Related story: Kettering students engineer self-sustaining, water-purifying hoophouse

Along the way McDoniel visited other communities across the country to see what was working in other places. Inspired by the work of Professor John McKnight of Northwestern University in community development, the projects at Asbury are built around the core idea that the key to revitalizing distressed areas is looking at a neighborhood not for its deficits, but for its assets. He also was inspired by Robert Lupton’s, Focused Community Strategies, and his book “Toxic Charity.”

“We developed a ministry model, and I can’t claim it as mine because we borrowed it from everyone that seemed to know what they were doing and having great successes,” he says. 

The focus for McDoniel is to combine these strategies, to seek out what people in the neighborhood want, to identify the talents of community members, and to find ways to empower individuals. “Basically we just keep asking: If you can do anything you wanted to do, what would they be doing? And we discovered something, that there is a deep satisfaction that comes with doing what you’re good at, but by applying that through working in the community we build stronger bonds.”

As these strides were being made, the water crisis hit. “That’s when all hell broke loose,” McDoniel said looking out at the fading light over the manger seen in the window. “But we kept thinking as things progressed: What happens when this is all done?’” 

Asbury still operates as a water resource and food center, but McDoniel is looking beyond the present. He is looking for transformative strategies for the health of his neighbors and parishioners. 

“Around that time is when we were learning from Dr. Mona that the antidote for this poison is nutrition. It’s what people eat,” he said. “Even before the crisis, we knew Genesee County was the worst in the state for health outcomes. … We have been expanding on vacant land for more hoophouses ever since.” 

The cafe at Asbury also provides those restaurant quality grown nutritional meals at low cost, with a “pay what you can” pricing . It is open 10 a.m. to 2 p.m. Fridays. 

In August, Asbury added a pilot exchange program called MyFlintStones, which are tokens that can be used at the Asbury stall at the Flint Farmers Market or at the church in exchange for fresh produce. McDoniel is hoping to recruit more organizations for the Community Health Center. Every Tuesday the health center serves 400 to 500 families. The Health Center at Asbury is supported by over 10 agencies and service providers with the Genesee Health Systems mobile health clinic onsite for families to meet with case workers. 

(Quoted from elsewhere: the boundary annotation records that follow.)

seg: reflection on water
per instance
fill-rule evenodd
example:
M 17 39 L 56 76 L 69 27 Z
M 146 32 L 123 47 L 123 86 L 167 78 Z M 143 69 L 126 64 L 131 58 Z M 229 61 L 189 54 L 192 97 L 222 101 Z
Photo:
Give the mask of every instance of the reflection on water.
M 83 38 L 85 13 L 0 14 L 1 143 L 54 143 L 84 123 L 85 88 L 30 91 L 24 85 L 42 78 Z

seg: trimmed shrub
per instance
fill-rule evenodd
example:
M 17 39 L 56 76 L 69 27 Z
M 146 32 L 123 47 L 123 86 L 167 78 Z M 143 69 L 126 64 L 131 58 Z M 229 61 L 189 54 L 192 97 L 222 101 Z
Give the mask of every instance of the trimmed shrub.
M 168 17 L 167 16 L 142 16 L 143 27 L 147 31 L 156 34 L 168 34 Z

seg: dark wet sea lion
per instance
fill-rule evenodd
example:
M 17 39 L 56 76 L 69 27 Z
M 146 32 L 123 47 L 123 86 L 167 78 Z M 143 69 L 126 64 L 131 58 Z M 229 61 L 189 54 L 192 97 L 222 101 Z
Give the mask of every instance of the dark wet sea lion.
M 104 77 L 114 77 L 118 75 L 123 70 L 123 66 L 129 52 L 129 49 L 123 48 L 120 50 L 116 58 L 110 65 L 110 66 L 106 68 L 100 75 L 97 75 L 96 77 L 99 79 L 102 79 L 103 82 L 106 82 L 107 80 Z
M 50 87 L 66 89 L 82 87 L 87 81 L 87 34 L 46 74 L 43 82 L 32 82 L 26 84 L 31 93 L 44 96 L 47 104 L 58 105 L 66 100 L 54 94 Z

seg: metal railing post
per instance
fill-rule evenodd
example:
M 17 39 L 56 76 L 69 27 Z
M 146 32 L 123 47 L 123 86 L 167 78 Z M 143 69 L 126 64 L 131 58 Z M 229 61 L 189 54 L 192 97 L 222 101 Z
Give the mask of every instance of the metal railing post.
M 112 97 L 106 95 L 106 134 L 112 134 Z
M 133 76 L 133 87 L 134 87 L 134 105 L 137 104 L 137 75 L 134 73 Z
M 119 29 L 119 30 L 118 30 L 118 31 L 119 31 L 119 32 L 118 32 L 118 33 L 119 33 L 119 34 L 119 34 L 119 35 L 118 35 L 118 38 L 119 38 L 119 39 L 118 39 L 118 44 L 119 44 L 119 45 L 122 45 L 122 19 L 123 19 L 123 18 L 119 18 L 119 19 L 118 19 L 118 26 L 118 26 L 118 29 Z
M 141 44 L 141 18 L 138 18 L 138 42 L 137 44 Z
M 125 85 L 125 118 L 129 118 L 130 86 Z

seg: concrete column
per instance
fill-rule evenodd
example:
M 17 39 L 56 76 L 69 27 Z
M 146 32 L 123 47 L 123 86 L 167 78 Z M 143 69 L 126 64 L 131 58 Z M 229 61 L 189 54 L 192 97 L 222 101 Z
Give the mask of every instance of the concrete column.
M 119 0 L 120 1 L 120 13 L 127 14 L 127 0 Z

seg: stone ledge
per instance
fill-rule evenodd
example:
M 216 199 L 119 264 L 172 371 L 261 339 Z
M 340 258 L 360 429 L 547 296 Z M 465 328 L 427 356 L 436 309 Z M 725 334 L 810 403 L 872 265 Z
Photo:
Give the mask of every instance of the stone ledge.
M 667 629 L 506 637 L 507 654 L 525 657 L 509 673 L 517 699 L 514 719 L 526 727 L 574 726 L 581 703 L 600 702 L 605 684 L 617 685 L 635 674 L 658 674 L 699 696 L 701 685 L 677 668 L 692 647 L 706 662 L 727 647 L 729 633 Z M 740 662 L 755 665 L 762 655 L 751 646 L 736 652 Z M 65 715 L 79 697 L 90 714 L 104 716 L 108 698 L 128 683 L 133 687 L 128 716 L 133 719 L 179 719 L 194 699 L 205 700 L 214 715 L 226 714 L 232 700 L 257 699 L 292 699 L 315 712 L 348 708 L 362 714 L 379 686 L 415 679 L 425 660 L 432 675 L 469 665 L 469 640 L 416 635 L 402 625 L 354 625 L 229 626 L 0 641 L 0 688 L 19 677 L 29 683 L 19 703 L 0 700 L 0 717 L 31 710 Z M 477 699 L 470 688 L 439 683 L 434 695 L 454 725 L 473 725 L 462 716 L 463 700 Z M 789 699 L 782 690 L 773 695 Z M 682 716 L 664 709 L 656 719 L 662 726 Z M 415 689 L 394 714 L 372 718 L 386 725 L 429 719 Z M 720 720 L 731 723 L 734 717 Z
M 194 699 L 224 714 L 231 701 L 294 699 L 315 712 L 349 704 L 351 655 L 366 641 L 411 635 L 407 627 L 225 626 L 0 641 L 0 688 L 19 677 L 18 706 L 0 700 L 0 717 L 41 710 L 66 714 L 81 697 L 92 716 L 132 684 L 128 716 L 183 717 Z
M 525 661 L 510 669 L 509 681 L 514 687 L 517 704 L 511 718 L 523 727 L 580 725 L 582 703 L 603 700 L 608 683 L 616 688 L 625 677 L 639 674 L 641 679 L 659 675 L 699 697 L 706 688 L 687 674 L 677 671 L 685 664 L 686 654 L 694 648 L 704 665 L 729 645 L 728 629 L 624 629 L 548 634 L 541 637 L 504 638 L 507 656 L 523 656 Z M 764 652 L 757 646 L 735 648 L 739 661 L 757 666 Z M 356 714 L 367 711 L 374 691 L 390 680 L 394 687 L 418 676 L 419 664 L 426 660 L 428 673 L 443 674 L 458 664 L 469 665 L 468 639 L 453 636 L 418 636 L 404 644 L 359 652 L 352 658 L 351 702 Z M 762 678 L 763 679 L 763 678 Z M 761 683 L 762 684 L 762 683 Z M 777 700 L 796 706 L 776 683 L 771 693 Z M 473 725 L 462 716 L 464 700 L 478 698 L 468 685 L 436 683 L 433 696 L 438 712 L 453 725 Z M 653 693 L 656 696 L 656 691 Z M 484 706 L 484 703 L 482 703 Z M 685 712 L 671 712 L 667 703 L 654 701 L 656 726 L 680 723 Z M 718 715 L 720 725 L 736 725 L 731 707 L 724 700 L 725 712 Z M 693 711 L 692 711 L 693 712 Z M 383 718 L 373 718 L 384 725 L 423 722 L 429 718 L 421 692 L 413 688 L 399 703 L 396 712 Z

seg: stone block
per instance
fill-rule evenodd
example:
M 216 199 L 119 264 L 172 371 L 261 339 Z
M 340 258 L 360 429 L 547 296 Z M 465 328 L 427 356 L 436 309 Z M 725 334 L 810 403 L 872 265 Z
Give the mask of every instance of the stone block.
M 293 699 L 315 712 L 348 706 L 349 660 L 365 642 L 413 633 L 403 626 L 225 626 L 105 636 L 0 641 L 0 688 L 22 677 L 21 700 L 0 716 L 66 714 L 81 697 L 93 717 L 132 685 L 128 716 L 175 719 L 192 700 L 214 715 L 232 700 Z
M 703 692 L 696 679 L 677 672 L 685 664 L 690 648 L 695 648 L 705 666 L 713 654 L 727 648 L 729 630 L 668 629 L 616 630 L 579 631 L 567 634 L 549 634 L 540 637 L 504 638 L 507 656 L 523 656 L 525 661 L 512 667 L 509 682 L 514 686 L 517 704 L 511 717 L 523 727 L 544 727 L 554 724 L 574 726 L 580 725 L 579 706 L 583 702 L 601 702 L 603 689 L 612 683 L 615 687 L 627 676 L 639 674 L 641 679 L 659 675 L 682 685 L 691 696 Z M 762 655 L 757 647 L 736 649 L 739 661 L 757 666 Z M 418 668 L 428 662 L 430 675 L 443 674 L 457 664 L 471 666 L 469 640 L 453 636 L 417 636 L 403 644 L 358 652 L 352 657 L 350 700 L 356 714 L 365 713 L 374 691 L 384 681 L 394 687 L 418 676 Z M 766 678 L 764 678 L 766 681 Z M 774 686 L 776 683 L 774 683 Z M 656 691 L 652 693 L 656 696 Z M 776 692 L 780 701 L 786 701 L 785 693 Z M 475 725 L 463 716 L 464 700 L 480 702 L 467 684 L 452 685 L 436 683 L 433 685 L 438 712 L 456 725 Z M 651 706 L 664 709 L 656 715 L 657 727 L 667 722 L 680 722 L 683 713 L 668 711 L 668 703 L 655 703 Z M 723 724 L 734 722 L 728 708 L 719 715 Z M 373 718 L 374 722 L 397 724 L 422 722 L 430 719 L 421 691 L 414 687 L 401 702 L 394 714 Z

Like so many others working on Flint’s frontlines, it is the passion for helping others that keeps Pastor Tommy going. “What I love about it is I love people, and I get to meet people of all kinds with their warts and sores, and with all their joys and hopes and dreams,” McDoniel said as an artist and writer in his own right, “I’ve always felt that creativity takes place on the margins, so the closer you are to the margins the more likely you’re going to be able to experience brilliance on a daily basis, and I see that in a lot of artists in our community.”

As he walks along Jane Avenue looking at the hoophouses, in the fading light of the wintry afternoon, McDoniel keeps the same cheerful yet determined look. “I never set out to be a farmer, but I believe that if you’re listening carefully, you go to where you’re called.”